Performance-Aware Scheduler

Scheduling of jobs on a distributed computing system, such as a network of data centers, is an old and well studied problem. For example, in Braun et al. (2001), several heuristic scheduling algorithms based on the makespan matrix, such as Opportunistic Load Balancing (OLB) and Minimum Completion Time (MCT), were introduced. It is worth noting that these algorithms consider assignment of jobs to machines, not to the processors. Therefore, their approach should be considered as a global scheduler. A global scheduler is not necessarily always a distributed scheduler. For example, a scheduler that works within a data center can work in a global manner, while it obviously is not a distributed scheduler. They also considered GA as one of their schedulers. For simulations, Expected Time to Compute (ETC) matrix were used. Also, proper synthesizd ETC matrices were used in order to simulate a heterogeneous computing environment.

Another milestone in the scheduling of computing resources is Freund et al. (1998), which introduced MaxMin and MinMin heuristic schedulers. Similar to Braun et al. (2001), only performance in terms of completion time was considered, and there was no account for the energy consumption or carbon footprint of the operations. They performed their calculations using a simulated environment, called SmartNet.
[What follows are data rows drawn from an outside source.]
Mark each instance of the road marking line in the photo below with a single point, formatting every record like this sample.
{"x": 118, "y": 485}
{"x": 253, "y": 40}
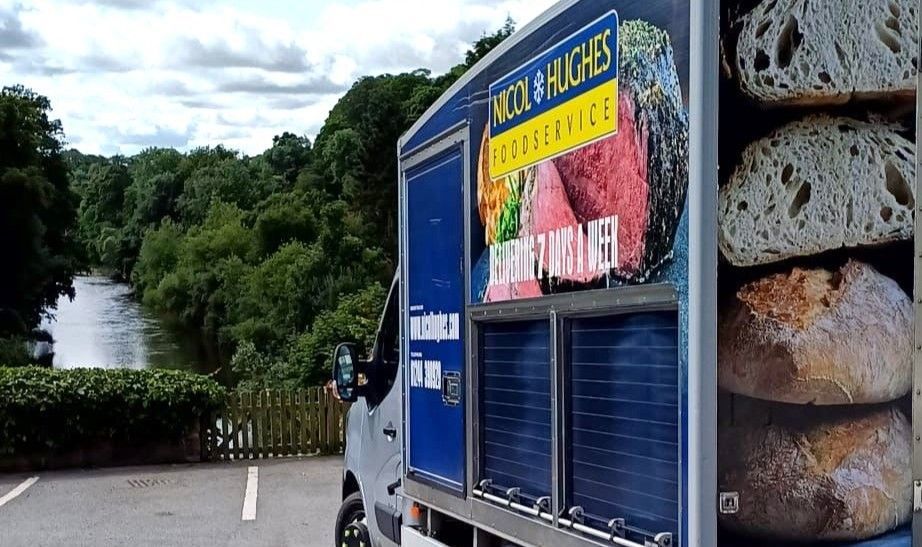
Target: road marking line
{"x": 249, "y": 499}
{"x": 14, "y": 493}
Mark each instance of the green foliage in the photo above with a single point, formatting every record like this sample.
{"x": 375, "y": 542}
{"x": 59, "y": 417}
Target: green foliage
{"x": 279, "y": 256}
{"x": 487, "y": 43}
{"x": 355, "y": 319}
{"x": 38, "y": 212}
{"x": 305, "y": 359}
{"x": 45, "y": 409}
{"x": 201, "y": 259}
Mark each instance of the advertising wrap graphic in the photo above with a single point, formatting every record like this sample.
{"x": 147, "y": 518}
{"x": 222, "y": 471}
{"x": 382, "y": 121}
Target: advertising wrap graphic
{"x": 815, "y": 323}
{"x": 582, "y": 170}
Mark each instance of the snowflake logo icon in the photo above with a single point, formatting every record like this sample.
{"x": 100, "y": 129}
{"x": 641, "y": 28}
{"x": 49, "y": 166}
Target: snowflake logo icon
{"x": 539, "y": 87}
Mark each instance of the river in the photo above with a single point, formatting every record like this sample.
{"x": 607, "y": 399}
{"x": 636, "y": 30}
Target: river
{"x": 105, "y": 327}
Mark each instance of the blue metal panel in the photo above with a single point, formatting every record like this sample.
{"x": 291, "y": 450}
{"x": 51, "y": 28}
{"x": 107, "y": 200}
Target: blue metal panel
{"x": 516, "y": 401}
{"x": 435, "y": 292}
{"x": 624, "y": 403}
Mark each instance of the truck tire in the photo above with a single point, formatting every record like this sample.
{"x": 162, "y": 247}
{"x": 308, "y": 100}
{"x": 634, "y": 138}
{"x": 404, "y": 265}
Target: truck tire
{"x": 351, "y": 511}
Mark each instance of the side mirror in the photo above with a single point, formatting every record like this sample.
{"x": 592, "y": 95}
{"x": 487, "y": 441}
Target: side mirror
{"x": 346, "y": 373}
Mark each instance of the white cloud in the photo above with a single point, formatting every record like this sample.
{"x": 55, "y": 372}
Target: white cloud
{"x": 126, "y": 74}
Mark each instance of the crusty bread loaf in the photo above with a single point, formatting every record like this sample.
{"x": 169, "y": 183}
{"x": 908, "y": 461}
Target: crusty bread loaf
{"x": 834, "y": 473}
{"x": 818, "y": 337}
{"x": 816, "y": 185}
{"x": 826, "y": 52}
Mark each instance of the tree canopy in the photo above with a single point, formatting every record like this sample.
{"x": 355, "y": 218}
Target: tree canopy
{"x": 38, "y": 212}
{"x": 276, "y": 256}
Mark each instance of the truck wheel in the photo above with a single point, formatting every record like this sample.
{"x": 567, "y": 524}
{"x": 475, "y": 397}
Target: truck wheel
{"x": 350, "y": 521}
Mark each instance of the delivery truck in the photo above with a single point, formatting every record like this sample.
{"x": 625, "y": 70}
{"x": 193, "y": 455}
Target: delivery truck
{"x": 657, "y": 267}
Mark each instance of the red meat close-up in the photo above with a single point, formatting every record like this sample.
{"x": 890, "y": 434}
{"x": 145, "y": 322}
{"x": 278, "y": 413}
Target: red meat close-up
{"x": 610, "y": 178}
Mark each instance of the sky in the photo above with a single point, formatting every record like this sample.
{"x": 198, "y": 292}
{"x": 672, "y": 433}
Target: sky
{"x": 124, "y": 75}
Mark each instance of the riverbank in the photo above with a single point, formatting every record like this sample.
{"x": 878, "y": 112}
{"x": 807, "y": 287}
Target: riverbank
{"x": 106, "y": 327}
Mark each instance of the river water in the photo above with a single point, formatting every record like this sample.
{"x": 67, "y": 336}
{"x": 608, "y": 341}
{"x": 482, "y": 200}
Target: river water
{"x": 105, "y": 327}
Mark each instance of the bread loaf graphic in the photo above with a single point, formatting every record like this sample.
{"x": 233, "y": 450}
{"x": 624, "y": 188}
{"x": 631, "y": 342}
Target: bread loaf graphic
{"x": 829, "y": 51}
{"x": 816, "y": 474}
{"x": 815, "y": 185}
{"x": 818, "y": 337}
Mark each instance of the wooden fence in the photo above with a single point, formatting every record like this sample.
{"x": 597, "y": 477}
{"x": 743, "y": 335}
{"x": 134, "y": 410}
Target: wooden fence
{"x": 275, "y": 424}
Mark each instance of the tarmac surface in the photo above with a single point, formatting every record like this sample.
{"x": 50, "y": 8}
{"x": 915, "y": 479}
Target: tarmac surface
{"x": 296, "y": 501}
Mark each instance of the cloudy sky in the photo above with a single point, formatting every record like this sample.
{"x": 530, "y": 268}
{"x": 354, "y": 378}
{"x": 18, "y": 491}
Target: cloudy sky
{"x": 123, "y": 75}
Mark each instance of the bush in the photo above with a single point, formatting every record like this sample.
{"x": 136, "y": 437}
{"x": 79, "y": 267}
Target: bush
{"x": 44, "y": 410}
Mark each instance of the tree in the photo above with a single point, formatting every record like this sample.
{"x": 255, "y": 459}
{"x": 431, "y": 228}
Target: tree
{"x": 101, "y": 212}
{"x": 289, "y": 155}
{"x": 38, "y": 212}
{"x": 488, "y": 42}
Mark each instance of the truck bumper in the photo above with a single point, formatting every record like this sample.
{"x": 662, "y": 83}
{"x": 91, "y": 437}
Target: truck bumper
{"x": 412, "y": 538}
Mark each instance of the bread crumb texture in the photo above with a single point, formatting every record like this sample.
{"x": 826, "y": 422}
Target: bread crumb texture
{"x": 829, "y": 51}
{"x": 817, "y": 337}
{"x": 840, "y": 473}
{"x": 815, "y": 185}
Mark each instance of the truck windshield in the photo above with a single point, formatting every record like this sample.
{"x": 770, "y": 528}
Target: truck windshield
{"x": 385, "y": 362}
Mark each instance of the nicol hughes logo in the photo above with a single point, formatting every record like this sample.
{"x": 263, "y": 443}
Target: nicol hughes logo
{"x": 559, "y": 101}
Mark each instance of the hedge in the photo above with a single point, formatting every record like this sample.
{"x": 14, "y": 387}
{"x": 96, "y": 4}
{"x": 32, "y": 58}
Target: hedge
{"x": 47, "y": 410}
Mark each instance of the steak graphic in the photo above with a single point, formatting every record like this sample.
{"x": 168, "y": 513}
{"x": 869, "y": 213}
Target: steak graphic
{"x": 640, "y": 174}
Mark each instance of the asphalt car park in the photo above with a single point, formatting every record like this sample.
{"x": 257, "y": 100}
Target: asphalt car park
{"x": 260, "y": 503}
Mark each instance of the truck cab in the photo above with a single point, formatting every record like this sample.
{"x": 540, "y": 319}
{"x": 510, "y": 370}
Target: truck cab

In Maheswaran et al. (1999), the k-Percent Best (KBP) and Switching Algorithm (SA) schedulers were introduced along with the Minimum Execution Time (MET), Minimum Completion Time (MCT), Suffrage, and Opportunistic Load Balancing (OLB) heuristic schedulers. The kpercent best (KPB) scheduler considers only a subset of machines while mapping a job. The subset is formed by picking the (k/100)m best machines based on their execution time of that job, where 100/m≤k≤100 and m is the number of machines. The job is assigned to a machine that provides the earliest completion time in the subset. The main idea behind KBP is not to map a job on the best machine, but it is to avoid mapping a job on a machine that could be a better choice for a yet-to-arrive job. If k = 100, then the KPB heuristic is actually reduced to the MCT heuristic. For the case k = 100/m, the KPB heuristic is equivalent to the MET heuristic.

The SA scheduler uses the MCT and MET schedulers in a cyclic fashion depending on the load distribution across the machines. In this way, the SA tries to make benefit of the desirable properties of both MCT and MET. The MET heuristic can potentially create load imbalance across machines by assigning many more jobs to some machines than to others, whereas the MCT heuristic tries to balance the load by assigning jobs for earliest completion time. If the jobs are arriving in a random mix, it is possible to use the MET at the expense of load balance until it reaches a given threshold, and then use the MCT to smooth the load across the machines.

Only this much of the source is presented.